Noi stavamo bene con la nostra fame, le nostre malattie, la nostra arretratezza, non volevamo aiuti. Sono venuti nei nostri pascoli ad attaccare cartelli, divieti di caccia, divieto di pesca, divieto di pascolo, tutto divenne divieto.
Perchè un popolo non può scegliersi il futuro e vivere come crede, sulla propria terra?
Non volevamo la loro integrazione, il loro progresso, la loro lingua, i loro soldi.Loro hanno aperto le porte al demone".
Loro, in questo passaggio finale del bel libro di Criaco, sono tutti gli invasori che hanno attraversato la Calabria (e la Locride dove si svolge la storia) solo per spogliarla, per prendere e non per dare.Lo stato italiano e prima il fascismo e i borbone.
E prima ancora i romani e i greci.
In quelle terre, lo stato lo conoscevi solo con gli scarponi del carabiniere che ti entrava in casa.In una terra ricca solo di miseria, potevi scegliere tra una vita di servi (allo stato, al malandrino locale, al padrone) o la morte.

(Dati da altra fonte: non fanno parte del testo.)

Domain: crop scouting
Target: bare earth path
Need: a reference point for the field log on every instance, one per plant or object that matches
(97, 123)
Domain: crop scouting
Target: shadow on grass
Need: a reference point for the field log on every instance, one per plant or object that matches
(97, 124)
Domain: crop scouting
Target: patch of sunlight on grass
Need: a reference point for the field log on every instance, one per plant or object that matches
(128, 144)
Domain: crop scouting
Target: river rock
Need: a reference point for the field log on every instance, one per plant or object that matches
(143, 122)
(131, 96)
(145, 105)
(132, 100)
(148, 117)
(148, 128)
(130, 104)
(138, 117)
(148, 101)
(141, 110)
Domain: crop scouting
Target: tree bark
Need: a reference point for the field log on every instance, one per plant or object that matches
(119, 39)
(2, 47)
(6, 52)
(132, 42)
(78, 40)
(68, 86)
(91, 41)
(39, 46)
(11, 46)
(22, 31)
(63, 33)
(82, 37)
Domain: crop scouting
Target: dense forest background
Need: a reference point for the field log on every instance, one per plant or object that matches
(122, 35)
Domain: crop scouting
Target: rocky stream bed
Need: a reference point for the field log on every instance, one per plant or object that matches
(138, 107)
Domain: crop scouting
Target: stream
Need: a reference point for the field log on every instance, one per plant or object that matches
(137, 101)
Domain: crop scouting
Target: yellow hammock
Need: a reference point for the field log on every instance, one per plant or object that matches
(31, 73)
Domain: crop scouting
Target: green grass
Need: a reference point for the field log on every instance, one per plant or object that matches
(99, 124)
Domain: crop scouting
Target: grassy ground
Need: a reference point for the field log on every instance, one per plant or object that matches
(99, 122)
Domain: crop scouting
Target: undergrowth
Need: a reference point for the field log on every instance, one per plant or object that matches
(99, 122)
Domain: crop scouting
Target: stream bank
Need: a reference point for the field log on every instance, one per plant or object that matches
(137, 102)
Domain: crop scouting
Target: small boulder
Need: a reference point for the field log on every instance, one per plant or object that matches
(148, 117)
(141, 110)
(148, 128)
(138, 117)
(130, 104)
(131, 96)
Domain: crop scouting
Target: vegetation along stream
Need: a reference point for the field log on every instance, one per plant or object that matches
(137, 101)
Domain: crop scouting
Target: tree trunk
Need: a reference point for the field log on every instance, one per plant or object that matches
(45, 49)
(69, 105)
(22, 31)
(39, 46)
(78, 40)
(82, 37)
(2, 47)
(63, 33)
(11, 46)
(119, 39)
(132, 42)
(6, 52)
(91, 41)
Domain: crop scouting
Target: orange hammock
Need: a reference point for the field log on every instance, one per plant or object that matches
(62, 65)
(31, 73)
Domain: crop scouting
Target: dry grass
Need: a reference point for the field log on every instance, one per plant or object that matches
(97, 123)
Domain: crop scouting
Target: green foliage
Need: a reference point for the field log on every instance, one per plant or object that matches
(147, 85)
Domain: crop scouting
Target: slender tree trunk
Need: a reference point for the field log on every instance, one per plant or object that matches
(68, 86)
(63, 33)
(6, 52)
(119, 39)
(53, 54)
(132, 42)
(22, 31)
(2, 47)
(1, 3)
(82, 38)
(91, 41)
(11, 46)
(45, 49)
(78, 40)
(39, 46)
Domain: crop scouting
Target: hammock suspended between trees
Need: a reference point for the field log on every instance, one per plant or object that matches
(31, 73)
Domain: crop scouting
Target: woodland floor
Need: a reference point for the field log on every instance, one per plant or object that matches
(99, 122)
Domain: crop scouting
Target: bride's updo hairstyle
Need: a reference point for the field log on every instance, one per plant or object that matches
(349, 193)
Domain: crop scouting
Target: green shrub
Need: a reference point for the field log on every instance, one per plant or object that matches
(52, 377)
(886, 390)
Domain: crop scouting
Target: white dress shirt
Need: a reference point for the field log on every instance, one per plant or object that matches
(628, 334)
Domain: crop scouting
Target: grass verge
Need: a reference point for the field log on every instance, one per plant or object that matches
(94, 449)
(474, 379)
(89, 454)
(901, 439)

E i tre ragazzi la cui epopea criminale è raccontata in queste pagine, hanno scelto una vita da liberi: liberi ma armati, pronti a difendere ed attaccare, fossero stati malandrini o sbirri, i nemici.
I "figli dei boschi", tre cugini cresciuti assieme tra pascoli, greggi, boschi, al racconto delle leggende tramandate dagli anziani, decidono di non legarsi a nessun malandrino. E iniziano una carriera criminale passando da rapimenti, al traffico della droga, nella Milano dabere degli anni 80.
Legandosi anche a trafficanti arabi, riescono in breve tempo a mettere in piedi un business che permette loro di entrare nei salotti esclusivi della città.
Conoscono politici, magistrati, poliziotti sporchi e tanta gente che chiede loro solo di divertirsi con la polvere bianca, la coca.Arriveranno tempi duri, l'inchiesta di Mani Pulite che, per una breve parentesi, da l'illusione di poter ripulire la città, il carcere e poi la libertà ...
"Anime nere" è un racconto criminale da un punto di vista inedito: quello di canisciolti, non legati alla 'ndrangheta o a qualche associazione criminale mafiosa, capaci comeunque di interloquire con i granti trafficanti colombiani, con il terrorismo islamico: giovani imprenditori del crimine.
Criminali sì, ma che alla fine si ritroveranno vittime.
Da melitoonline:
Una giovinezza spesa per diventare veri criminali, per salire i gradini dell'organizzazione e poter dire, un giorno, di essere qualcuno. Sono loro le "Anime nere", i ragazzi della Locride che vivono nelle pagine del romanzo di Gioacchino Criaco, edito da Rubbettino. "La storia che racconto - ha detto l'autore - è solo frutto di fantasia".
Il link per comprare il libro su ibs.
Technorati: Gioacchino Criaco
3 commenti:
Ho letto il libro e l'ho trovato affascinante.
un saluto
Giuseppe da Bologna
Scritto meravigliosamente, ricco di personaggi e colpi di scena, un finale per niente scontato, però tutto sommato non mozzafiato.
Gaetano
Ho letto il libro e mette l'ansia. Storie come queste si leggono e si sentono spesso, il problema è che spesso viene considerato scontato dalle autorità (che non se lo possono proprio permettere) che chi viene da campania, sicilia o calabria, faccia quella vita. E' un luogo comune che la società può mantenere o no. Ma la magistratura perlomeno, dovrebbe essere obiettiva.